Nous célébrons la presse cette semaine. En lieu et place de ce festin, la colère se lit sur les visages et les écrits des confrères. La presse au Mali, il n’en existe pas. Chacun se trace un chemin car les membres de la famille n’ont pas les mêmes objectifs. Au moment où certains se battent pour la corporation, pour l’unité, d’autres, principalement des décideurs, adoptent le célèbre principe : ‘’diviser pour mieux régner’’. Ils ont monnayé la profession. Ils sont à la solde des politiques et n’ont qu’un seul objectif : se faire de l’argent. Oui l’argent est le nerf de la guerre, mais la profession de journaliste doit répondre à certaines normes qui privilégient le choix du juste, du vrai quel qu’en soit le prix à payer. A travers le monde, des journalistes meurent pour le respect de ces valeurs.
Malheureusement au Mali, nous assistons à une nouvelle race de journalistes appelée le journalisme alimentaire. Des patrons de presse qui doivent revendiquer au nom de la presse, ont pris le goût de l’argent. Ils sont devenus des opérateurs économiques, des hommes d’affaires. Ils ne défendent plus la cause de la profession. Ils détournent les aides destinées à l’amélioration des conditions de vie de la presse. Ils se soucient peu de la sécurité des journalistes qui sont exposés à toutes sortes de danger : Des interpellations, des agressions parfois des disparitions. Ces dernières années, le tableau est sombre au Mali. Au-delà des agressions physiques, des journalistes reçoivent des menaces pour la simple raison qu’ils dénoncent des pratiques mafieuses devenues le quotidien de nos gouvernants. Leurs contrats sont résiliés avec des structures étatiques, les ondes des radios sont brouillées… et depuis plus d’une année, nous subissons un fait devenu insoutenable. Il s’agit de la disparition de notre confrère Birama Touré du journal ‘’Le Sphinx’’. Le régime n’a consenti aucun effort remarquable pour que nous puissions avoir de ses nouvelles. Au niveau de la presse, ce qui se passe est inadmissible. Pas de solidarité autour de la question. A part quelques journaux de la place qui évoquent le sujet, la grande majorité a oublié Birama. Nos responsables particulièrement les chefs des associations faitières sont passifs. Aucune décision forte afin de pousser le régime à nous dire où se trouve notre confrère. Alors que dans des circonstances pareilles, la première des choses devrait être une journée sans presse comme nous avons l’habitude de le faire pour soutenir des grands patrons de la presse agressés à un moment donné.
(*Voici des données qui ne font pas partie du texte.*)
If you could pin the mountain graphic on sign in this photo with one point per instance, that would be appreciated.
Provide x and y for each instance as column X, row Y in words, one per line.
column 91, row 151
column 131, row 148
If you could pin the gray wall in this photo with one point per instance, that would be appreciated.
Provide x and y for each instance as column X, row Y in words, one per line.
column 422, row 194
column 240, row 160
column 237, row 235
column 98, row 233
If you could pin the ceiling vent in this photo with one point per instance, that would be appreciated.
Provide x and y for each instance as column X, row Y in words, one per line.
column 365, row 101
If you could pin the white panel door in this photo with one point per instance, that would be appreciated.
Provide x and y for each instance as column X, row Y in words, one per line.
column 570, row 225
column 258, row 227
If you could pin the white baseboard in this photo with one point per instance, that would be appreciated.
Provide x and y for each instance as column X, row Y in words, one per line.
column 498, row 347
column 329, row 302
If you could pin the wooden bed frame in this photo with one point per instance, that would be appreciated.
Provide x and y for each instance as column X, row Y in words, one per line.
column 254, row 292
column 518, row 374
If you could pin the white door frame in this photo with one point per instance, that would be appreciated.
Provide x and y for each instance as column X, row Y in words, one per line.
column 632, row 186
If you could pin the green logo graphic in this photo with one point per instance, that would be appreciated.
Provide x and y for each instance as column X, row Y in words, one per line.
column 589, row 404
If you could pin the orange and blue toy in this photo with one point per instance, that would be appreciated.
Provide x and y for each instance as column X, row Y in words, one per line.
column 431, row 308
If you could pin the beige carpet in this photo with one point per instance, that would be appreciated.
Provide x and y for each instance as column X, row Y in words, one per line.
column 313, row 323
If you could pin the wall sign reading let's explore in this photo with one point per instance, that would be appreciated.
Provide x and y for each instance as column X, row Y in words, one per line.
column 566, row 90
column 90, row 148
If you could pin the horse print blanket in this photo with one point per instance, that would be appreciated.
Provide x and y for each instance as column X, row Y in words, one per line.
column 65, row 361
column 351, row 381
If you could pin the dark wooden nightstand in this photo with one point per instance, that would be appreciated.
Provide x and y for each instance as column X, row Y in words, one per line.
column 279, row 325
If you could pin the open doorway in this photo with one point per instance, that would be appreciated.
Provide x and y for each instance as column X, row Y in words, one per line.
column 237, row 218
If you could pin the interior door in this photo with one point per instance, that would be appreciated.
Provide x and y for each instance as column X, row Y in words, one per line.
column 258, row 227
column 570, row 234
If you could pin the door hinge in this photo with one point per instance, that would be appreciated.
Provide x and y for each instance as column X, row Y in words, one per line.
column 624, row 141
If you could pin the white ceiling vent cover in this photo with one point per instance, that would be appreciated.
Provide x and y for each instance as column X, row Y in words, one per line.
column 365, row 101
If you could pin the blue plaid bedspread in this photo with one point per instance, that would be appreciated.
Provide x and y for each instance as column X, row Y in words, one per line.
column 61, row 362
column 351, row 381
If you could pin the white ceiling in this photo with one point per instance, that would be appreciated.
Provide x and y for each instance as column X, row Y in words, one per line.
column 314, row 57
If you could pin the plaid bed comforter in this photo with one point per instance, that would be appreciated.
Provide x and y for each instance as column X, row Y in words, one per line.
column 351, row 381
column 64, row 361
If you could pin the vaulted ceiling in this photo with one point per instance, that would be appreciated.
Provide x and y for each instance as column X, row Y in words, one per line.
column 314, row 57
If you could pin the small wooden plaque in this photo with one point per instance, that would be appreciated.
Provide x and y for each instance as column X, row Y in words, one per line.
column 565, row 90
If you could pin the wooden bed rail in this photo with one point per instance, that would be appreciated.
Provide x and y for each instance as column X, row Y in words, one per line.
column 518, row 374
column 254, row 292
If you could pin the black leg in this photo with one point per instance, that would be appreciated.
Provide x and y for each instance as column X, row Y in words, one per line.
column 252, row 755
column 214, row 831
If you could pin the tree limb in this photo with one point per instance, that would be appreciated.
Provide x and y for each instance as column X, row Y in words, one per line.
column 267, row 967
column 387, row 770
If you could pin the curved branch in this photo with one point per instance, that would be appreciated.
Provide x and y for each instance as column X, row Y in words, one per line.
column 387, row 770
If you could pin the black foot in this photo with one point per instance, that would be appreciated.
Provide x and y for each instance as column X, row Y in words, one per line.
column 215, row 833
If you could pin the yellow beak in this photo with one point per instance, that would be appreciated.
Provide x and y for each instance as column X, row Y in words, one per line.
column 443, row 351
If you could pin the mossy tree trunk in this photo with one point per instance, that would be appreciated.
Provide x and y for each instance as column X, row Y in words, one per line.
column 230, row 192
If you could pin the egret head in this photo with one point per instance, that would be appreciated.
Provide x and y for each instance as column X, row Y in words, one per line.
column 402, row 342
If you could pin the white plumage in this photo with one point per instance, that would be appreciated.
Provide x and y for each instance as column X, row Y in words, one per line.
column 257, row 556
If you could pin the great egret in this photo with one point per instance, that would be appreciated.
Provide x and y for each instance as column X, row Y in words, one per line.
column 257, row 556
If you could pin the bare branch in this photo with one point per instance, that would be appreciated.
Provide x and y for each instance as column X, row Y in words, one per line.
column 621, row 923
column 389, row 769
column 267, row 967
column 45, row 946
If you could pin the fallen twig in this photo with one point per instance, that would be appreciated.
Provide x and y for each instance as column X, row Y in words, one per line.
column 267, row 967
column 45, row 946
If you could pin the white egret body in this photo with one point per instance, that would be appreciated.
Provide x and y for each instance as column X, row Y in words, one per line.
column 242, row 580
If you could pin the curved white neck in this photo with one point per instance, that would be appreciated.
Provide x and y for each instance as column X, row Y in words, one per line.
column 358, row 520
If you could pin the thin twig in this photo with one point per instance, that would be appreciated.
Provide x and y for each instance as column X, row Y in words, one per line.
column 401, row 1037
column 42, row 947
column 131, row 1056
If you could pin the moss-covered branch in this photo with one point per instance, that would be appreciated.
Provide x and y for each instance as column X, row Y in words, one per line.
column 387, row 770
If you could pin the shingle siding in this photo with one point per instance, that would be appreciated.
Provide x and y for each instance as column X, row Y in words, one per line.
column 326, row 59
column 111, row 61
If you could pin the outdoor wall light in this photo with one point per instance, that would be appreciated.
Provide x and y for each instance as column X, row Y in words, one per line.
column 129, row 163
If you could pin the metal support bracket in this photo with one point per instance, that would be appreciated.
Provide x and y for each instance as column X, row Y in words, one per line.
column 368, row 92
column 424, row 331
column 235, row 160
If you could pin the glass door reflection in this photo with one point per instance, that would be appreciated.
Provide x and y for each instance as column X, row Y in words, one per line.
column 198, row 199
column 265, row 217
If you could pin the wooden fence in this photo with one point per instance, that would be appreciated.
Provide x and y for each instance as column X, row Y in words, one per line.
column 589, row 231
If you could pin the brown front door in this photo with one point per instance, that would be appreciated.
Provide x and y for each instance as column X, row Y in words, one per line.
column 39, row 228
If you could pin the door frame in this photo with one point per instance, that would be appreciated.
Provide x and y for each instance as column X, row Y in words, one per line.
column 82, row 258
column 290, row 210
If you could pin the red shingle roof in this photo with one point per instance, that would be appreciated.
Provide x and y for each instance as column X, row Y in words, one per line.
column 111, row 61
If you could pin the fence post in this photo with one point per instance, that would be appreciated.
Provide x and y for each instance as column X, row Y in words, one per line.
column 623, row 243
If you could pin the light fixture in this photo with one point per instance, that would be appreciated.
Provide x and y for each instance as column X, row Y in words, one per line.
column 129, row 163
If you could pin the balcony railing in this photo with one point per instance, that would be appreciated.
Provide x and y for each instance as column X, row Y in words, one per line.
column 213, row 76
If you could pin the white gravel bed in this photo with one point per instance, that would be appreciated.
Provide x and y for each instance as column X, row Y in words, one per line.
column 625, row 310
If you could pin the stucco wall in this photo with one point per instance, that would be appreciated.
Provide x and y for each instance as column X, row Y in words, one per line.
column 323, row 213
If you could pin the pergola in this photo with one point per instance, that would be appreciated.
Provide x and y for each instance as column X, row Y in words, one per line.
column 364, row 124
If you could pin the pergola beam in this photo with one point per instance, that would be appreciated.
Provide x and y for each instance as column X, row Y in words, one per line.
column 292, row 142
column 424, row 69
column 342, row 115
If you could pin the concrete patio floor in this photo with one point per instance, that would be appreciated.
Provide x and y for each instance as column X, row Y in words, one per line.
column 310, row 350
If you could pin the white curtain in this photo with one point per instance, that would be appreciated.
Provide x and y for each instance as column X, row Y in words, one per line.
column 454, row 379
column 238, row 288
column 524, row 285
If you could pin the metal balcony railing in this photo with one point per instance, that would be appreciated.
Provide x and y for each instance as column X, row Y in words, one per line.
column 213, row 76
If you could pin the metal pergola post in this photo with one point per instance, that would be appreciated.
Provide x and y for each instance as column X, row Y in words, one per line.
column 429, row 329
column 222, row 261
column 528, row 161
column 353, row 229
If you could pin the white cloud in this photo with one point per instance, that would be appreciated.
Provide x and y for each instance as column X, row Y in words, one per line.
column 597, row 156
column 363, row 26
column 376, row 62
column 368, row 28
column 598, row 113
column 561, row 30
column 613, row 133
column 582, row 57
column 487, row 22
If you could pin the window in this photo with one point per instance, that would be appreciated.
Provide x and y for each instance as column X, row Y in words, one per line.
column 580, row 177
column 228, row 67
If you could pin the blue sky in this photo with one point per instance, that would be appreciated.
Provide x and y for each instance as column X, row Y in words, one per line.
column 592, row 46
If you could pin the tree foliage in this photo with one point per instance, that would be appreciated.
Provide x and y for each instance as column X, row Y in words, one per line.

La presse quand on la choisit, c’est par amour. Mais cette vocation s’éteint à petit feu au Mali. La profession est devenue finalement passagère. Ceux qui accèdent une fois conscients des réalités précaires du milieu n’hésitent pas à partir lorsqu’une proposition plus meilleure se présente. Dans la famille de la presse, les journalistes et par-delà certains patrons de presse ne le cachent pas. ‘’ La presse malienne n’a pas de lendemain meilleur. Les décideurs, les chefs des associations faitières, ne défendent pas la cause de la profession et ils sont prêts à tout pour affaiblir la presse au profit de leurs intérêts égocentriques. Et tant qu’ils seront là, la presse mourra de sa belle mort tout doucement’’.
Malgré cette situation, certains journalistes tiennent. Ils se battent avec les moyens de bord pour sauver les missions régaliennes, essence du journalisme. Ils critiquent, proposent. Ce devoir républicain a fait d’eux, aux yeux de certains politiques et leurs fans aveuglés, des apatrides qu’il faut asphyxier à tout prix.
Nous subissons, mais nous résistons. Car la vie c’est un choix. La plume, elle est notre raison d’être et rien ne pourra nous dévier de ce chemin de carrière dans la profession. La plume ou rien. Cette façon de voir les choses nous renforce davantage tous les jours. Et nous mourrons plume dans la main tout en étant fidèles aux principes qui régissent la profession.